The Slatest

Third Passenger Airplane to Crash Since Last Week Goes Down in Western Africa

Ouagadougou Airport in Burkina Faso, where the Air Algérie flight departed from.

Photo by Ahmed Ouoba/AFP/Getty Images

An Air Algérie flight en route from Burkina Faso to Algiers with a reported 116 people aboard has crashed near the border of Niger and Mali, Reuters reports. It’s the third large-scale passenger air disaster in just over a week, following the downing of MH17 in the Ukraine last Thursday and Wednesday’s crash in Taiwan, in which at least 48 individuals died. From Reuters:

There were few clear indications of what might of happened to the aircraft, or whether there were casualties, but Burkino Faso Transport Minister Jean Bertin Ouedrago said it asked to change route at 0138 GMT (9.38 p.m.
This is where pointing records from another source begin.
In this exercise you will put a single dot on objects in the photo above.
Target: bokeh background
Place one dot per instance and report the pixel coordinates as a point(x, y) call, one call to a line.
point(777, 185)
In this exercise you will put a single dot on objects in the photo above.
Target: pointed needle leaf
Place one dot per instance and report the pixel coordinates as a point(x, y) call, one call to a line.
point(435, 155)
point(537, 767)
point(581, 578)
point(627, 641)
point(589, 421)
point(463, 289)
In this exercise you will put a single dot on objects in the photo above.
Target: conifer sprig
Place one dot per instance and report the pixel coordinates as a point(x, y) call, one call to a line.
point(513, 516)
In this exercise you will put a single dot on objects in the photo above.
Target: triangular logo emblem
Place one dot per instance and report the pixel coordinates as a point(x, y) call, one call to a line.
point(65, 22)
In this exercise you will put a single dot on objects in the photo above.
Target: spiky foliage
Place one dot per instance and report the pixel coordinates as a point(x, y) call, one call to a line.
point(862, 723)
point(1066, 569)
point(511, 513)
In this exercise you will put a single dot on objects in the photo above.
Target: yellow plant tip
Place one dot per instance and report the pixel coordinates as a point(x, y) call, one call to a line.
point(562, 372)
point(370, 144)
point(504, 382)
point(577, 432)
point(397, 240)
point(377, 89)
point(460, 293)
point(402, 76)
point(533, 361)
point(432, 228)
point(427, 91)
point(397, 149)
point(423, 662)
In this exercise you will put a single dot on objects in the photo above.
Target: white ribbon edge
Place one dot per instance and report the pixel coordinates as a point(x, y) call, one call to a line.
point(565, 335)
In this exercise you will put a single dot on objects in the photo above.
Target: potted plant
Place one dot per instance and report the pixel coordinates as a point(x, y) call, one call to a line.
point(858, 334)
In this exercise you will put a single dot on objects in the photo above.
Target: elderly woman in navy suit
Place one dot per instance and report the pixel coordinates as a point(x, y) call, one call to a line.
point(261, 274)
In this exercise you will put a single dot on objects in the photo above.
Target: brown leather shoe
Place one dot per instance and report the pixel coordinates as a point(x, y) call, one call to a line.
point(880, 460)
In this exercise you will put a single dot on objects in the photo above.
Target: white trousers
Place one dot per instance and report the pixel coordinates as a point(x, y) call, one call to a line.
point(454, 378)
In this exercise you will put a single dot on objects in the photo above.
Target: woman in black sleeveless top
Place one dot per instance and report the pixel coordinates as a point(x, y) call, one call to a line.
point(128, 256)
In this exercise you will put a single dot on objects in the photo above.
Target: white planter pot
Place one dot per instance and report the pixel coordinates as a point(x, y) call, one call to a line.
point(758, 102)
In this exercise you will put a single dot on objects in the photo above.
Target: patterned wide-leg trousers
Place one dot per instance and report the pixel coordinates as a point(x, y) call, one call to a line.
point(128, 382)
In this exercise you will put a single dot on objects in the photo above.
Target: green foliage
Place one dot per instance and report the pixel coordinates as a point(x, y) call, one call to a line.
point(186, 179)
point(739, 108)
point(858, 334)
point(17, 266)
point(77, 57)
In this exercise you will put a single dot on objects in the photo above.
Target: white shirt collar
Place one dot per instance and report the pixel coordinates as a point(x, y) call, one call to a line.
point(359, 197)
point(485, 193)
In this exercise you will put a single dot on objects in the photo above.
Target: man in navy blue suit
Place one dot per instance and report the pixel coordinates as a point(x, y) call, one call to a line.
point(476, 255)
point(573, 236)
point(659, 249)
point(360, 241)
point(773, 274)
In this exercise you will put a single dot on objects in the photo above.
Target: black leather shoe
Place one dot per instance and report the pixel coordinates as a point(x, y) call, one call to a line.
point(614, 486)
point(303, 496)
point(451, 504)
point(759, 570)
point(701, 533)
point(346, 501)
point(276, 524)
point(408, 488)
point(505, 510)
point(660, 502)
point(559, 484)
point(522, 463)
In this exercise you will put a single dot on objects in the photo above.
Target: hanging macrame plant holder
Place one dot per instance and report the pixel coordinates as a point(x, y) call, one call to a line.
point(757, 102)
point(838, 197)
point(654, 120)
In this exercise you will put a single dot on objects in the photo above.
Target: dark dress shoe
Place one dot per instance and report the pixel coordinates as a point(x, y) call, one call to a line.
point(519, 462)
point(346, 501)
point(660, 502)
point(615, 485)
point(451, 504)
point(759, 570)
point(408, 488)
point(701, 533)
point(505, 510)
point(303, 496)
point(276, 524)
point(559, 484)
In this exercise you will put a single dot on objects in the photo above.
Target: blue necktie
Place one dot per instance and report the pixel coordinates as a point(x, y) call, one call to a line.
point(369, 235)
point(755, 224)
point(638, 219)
EDT) because of a storm in the area.

“I can confirm that it has crashed,” the Algerian official told Reuters, declining to be identified or give any details about what had happened to the aircraft on its way north.

Weather also appears to have been a factor in the Taiwan crash, which occurred in what CNN describes as “heavy rain.”

In yet another air tragedy, the body of 17-year-old Indiana pilot named Haris Suleman, who was attempting to fly around the world with his father, was found Wednesday in the Pacific Ocean after a crash between American Samoa and Honolulu. Suleman’s father Babar has not been found.